Co-Laboring: Ensuring All Voices are Heard

Thinking Collaborative thanks Winn Wheeler, Assistant Professor at Bellarmine University for her contributions to Sustaining the Journey for the month of April.
Co-Laboring: Ensuring All Voices are Heard
For the month of April, the Sustaining the Thinking Collaborative Journey will focus on ways in which the Adaptive Schools seminar can be an empowering force within a school district. Drawing upon the dissertation study of Wheeler (2016), each column will focus on a way that Adaptive Schools supports the development of collaboration within an organization. In considering the practice “of co-laboring” – communication is key. In order to work well together, members must have the requisite skills to listen well. Last week the column focused on this need and the role that the collaborative norm of paraphrasing plays in ensuring that messages are heard. In addition to ensuring that individuals are heard, it is important for an organization to ensure a balance of participation, to ensure that there are means by which all voices can be heard.

The work of Adaptive Schools supported this practice in Smith County Schools* (Kentucky) through offering protocols and practices which invited (in structured ways) the engaged participation of organization group members. Structures shared in Adaptive Schools such as Say Something or Assumptions Wall* provided structures which engaged all members in participation. The high structure (e.g. everyone reflects before the discussion, groups members thoughtfully choose what they want to share, only two people at a time are talking) of Assumptions Wall allow a group facilitator to ensure participation of every group member when discussion is focused around topics which might be challenging or difficult. Of course, challenging and difficult work is often at the heart of teachers’ collaborative conversations. Having means to brooch such conversations gives rise to a culture in which they can happen without defensiveness or bitterness.
Ensuring voices are heard is also critical in terms of interacting with stakeholder groups. In the case of Smith County Schools, this need was particularly apparent when a new re-districting plan was developed. Meetings were held across the district over a period of months in order for parents and other community members to share their feedback about proposed plans. Meetings were facilitated by individuals who had experienced Cognitive CoachingSM and Adaptive Schools and specific practices (facilitator moves, intentional use of the norms of collaboration) were incorporated. The application of learning from these experiences proved powerful for community members as well as Smith County Schools employees. Retired Chief Academic Officer, Elizabeth
Griffin reflected on the benefits that occurred as a result of this decision:
At the end of the day if you look at redistricting, something in the past that had been terribly emotional, divisive, I’m telling you, it was the best situation you can have . . . And, here’s the other part – it was because of us going through that process that way that we actually got good information from the constituents that helped come up with a better plan. . . . (Elizabeth Griffin, Individual Interview, September 4, 2015 from Wheeler, 2016, p. 108)

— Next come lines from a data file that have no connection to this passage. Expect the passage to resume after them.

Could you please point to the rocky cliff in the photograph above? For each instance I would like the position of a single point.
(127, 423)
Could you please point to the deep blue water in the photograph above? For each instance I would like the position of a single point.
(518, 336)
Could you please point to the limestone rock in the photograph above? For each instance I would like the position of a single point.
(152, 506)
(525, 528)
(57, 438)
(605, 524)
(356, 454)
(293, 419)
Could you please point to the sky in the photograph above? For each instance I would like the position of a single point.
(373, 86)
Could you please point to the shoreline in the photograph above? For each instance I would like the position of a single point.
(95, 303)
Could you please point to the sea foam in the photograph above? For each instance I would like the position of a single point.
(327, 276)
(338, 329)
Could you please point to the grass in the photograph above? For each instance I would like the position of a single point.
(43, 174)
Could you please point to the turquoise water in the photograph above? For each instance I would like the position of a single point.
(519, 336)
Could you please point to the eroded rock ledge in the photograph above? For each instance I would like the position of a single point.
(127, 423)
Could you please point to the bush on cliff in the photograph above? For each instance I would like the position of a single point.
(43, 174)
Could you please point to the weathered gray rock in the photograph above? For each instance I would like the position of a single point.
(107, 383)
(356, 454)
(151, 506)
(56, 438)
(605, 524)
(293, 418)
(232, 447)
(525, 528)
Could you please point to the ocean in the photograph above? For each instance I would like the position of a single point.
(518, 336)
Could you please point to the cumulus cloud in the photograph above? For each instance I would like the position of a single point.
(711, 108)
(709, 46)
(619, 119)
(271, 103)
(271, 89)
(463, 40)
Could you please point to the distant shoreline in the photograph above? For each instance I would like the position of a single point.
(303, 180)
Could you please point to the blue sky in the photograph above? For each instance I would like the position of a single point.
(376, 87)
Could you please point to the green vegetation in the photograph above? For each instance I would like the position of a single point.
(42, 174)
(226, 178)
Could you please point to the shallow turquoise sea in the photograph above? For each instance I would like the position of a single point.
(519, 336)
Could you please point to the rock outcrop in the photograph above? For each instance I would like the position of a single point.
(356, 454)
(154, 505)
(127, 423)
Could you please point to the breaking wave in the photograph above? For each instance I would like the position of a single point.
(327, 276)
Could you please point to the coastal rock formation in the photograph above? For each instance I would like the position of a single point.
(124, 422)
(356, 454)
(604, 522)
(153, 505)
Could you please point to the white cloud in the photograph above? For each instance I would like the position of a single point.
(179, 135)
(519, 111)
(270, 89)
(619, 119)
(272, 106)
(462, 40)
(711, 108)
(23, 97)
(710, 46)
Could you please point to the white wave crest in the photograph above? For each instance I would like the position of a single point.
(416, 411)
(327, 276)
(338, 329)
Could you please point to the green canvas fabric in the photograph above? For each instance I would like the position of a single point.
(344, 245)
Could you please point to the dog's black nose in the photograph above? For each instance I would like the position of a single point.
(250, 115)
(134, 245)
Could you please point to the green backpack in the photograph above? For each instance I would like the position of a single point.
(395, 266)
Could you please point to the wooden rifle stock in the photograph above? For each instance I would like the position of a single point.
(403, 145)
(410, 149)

Griffin’s comment eludes to the fact that the redistricting meetings went smoothly, a contrast from previous experiences. She also points to the notion that in hearing the different voices, better ideas emerged. Indeed, hearing and implementing the thoughts of constituents yielded a better plan than the one initially envisioned by district employees.

Comments from two individuals who helped facilitate these meetings suggest why the meetings were better. Rachel Zince and Margaret Turner, instructional coaches, described how they listened to parent feedback about the plan, paraphrased ideas, and recorded ideas so that everyone’s thinking could be reviewed and synthesized. This process of making everyone’s thinking public was important in terms of meeting the affective needs of constituents (many expressed their thanks and appreciation for having their voices heard), but perhaps more importantly this sharing of ideas led to better solutions for a challenge the school district was facing – re-districting students.

To “co-labor,” is to commit to a shared process, it is to be interdependent and this process, though powerful, is challenging. In using structures that balance participation, the Smith County Schools have implemented norms which embed a diversity of thought. Ultimately, the outcome of such sharing is the development of better ideas than would have been created by individuals or even smaller groups. Structures and beliefs outlines within the work of Adaptive Schools were powerful in making this process of listening and sharing possible.

Wheeler, W. C. (2016), Adaptive Schools: Investigating impact, continuity, and change in one school district. (Doctoral dissertation). Retrieved from Electronic Theses and Dissertations. (Paper 2463).